Ses yeux tombèrent presque malgré eux sur la chaîne stéréo qui occupait un coin de la pièce. Elle s'approcha de la pile de CD qui trônait un peu en désordre sur la table basse à côté. Les Girls Aloud... musique d'aérobic! Elle fit glisser quelques autres CD jusqu'à en rencontrer un qui lui parla. Agnès Obel... Ca ce n'est pas mauvais... c'est même loin d'être mauvais. Machinalement elle inséra le CD dans la chaîne et monta un peu le volume. Machinalement, elle se souvint de ses vieux enchaînements et de la première chorégraphie complète que Miss Penny lui avait montrée. Elle se regarda taper du bout du pied dans le miroir et s'en amusa. Elle s'approcha alors des barres parallèles et y posa la main comme s'il s'agissait d'une barre de danse.
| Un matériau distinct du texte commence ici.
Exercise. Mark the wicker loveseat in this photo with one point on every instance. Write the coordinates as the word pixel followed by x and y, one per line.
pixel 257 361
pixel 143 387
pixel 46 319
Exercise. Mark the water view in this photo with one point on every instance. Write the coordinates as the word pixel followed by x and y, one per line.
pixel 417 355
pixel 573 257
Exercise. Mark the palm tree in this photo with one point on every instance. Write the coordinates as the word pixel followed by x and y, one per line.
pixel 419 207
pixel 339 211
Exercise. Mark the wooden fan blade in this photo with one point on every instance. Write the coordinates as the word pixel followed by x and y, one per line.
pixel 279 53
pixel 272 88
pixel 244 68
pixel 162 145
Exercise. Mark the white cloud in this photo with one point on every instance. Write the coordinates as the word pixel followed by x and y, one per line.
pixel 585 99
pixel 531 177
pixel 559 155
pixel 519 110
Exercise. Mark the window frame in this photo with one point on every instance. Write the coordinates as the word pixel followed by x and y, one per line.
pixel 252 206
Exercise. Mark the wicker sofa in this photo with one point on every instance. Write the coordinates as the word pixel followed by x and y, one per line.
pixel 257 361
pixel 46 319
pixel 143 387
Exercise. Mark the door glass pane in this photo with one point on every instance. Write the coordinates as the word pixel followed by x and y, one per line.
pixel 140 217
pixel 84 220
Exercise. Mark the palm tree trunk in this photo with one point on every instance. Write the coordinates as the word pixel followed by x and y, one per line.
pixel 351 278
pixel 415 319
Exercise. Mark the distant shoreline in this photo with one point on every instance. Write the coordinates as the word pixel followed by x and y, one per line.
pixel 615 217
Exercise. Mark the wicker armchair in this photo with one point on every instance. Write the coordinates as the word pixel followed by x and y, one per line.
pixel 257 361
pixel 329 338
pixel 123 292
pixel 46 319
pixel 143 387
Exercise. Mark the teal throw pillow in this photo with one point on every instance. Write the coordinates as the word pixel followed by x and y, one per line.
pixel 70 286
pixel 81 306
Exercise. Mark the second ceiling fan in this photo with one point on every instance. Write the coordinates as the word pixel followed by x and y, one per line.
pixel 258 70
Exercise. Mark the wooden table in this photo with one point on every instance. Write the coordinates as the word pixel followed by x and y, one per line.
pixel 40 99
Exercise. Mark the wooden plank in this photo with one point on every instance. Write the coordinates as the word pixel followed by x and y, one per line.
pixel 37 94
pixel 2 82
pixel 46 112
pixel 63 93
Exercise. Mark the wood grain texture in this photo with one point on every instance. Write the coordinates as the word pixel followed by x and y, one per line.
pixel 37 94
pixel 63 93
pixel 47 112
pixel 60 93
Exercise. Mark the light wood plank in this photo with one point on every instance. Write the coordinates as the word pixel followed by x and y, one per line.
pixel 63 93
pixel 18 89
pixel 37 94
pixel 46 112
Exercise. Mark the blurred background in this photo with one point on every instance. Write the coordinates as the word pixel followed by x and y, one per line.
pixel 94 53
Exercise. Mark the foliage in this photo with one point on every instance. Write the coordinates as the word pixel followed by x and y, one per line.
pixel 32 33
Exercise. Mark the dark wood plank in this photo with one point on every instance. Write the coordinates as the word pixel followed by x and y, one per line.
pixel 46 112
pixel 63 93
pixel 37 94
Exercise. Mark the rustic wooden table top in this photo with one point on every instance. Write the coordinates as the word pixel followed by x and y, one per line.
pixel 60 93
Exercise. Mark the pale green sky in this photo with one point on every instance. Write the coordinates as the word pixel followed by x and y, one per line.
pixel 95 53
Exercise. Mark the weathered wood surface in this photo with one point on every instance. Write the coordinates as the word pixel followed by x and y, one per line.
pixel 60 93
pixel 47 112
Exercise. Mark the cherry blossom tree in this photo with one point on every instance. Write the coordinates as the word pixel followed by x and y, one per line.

Elle s'essaya aux positions de pieds : la une, la deux, la trois, ... En une seconde, elle enchaîna les entrechats et les pirouettes, quittant la barre pour se laisser aller à danser du mieux qu'elle se rappela devant ce miroir. Ce n'était peut être pas excellent mais il y avait de beaux restes. Des souvenirs techniques qui manquaient beaucoup de pratique. Pourtant cette danse improvisée lui fit énormément de bien. Elle ferma les yeux et eut l'impression de s'évader de son corps, de son temps, de la réalité. Cette danse lui fit un bien fou, peut-être mieux qu'une thérapie. C'était la reconnexion avec la vie, le plaisir simple des sensations agréables, le cerveau en mode "off".
Mais tout plaisir a une fin. Son manque de condition physique du à sa récente et longue claustration eut tôt fait de la rendre hors d'haleine. Avant même que la chanson soit finie, elle se laissa tomber sur un tapis de sol, essoufflée. Lorsqu'elle ouvrit les yeux, la tête lui tournait, une sensation comparable à l'ivresse que procure l'alcool, une sensation qu'elle n'avait plus jamais sentie depuis sa mutation, son corps synthétisant l'alcool sans jamais la rendre ivre. Elle tourna la tête sur le côté et vit dans le miroir qu'un homme se tenait dans l'encadrement de la porte ouverte. Agnes obel venait de finir "Down by the riverside". Elle se leva doucement, et alla éteindre la stéréo nonchalamment, comme si elle n'avait pas vu le nouvel arrivant ou du moins comme si elle n'y prêtait pas plus d'attention que ça. En réalité, elle était assez troublée que cet inconnu l'ai surprise dans cet étrange exercice. Non pas qu'elle était gênée d'avoir dansé mais plutôt de ne pas avoir été très bonne dans son exercice et de s'être affalée hors d'haleine à la fin. Elle se dirigea vers la porte, espérant qu'il allait s'écarter pour la laisser sortir et le gratifia d'un :
- Vous pouvez utiliser le gymnase comme bon vous semble, j'avais fini de toute façon.